– histoire de la télévision – 8 – vue d’un historien/4

Point de vue d’un historien – 4


Avec « le jeu de la mort » et avec « le temps de cerveau disponible » de Christophe Nick, François Vallotton les trouve intéressantes car non seulement la télévision doit exercer une fonction critique de la société, mais la télévision doit exercer une fonction critique sur son rôle social dans la société contemporaine. Le documentaire est bien réalisé et présente un pot pourri, une émission assez ahurissante, notamment dans le domaine de la télé-réalité.
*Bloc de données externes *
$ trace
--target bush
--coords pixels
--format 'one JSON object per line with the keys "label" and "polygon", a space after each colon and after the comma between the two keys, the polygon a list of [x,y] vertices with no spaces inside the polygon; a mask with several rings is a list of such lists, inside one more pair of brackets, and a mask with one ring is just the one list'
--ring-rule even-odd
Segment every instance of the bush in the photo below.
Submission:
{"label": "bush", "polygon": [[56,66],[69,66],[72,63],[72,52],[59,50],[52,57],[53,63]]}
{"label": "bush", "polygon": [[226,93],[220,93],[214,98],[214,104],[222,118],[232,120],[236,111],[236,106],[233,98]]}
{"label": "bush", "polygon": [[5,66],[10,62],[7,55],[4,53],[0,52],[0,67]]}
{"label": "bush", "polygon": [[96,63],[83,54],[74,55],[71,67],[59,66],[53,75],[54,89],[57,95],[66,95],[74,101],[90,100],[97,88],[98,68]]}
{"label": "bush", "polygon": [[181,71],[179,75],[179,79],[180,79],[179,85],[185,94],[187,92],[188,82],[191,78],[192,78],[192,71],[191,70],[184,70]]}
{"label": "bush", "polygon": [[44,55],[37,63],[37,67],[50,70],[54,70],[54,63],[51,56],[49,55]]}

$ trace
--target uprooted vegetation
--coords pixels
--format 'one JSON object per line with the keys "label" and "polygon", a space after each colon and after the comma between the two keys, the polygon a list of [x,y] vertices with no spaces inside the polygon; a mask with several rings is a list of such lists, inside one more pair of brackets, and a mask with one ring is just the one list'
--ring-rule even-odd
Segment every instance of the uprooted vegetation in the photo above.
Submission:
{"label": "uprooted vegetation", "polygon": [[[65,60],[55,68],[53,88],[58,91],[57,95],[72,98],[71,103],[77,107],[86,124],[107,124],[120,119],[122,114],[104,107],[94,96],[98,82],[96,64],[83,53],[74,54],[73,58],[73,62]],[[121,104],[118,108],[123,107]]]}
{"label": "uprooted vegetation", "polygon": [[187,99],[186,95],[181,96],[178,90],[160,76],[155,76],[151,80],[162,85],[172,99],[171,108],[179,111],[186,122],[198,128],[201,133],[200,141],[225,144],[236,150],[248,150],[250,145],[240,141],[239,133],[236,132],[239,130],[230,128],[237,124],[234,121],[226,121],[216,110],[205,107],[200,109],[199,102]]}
Puis il y a ce grand témoin qui est Bernard Stiegler, philosophe qui a du temps, plus de 3 minutes qui est le temps réservé aux intellectuels de service des médias, pour dire des choses intéressantes et stimulantes.

Le deuxième intérêt est que l’émission propose un bon éclairage sur ce passage des années 1980 avec cette transformation d’une télévision de service publique à une télévision qui va être de plus en plus dominée par ses logiques de marketing.

Mais certaines choses, pour l’historien qu’il est, sont un peu plus problématiques.

Cette vision d’une télévision un petit peu caricaturale, qui a une emprise totale sur les téléspectateurs, est une vision qui s’est beaucoup développée dans les analyses critiques des années 1950-1960 et qui sont maintenant assez largement pondérées. Donc la vision de la télévision présentée comme un grand Satan pose un certain nombre de problèmes.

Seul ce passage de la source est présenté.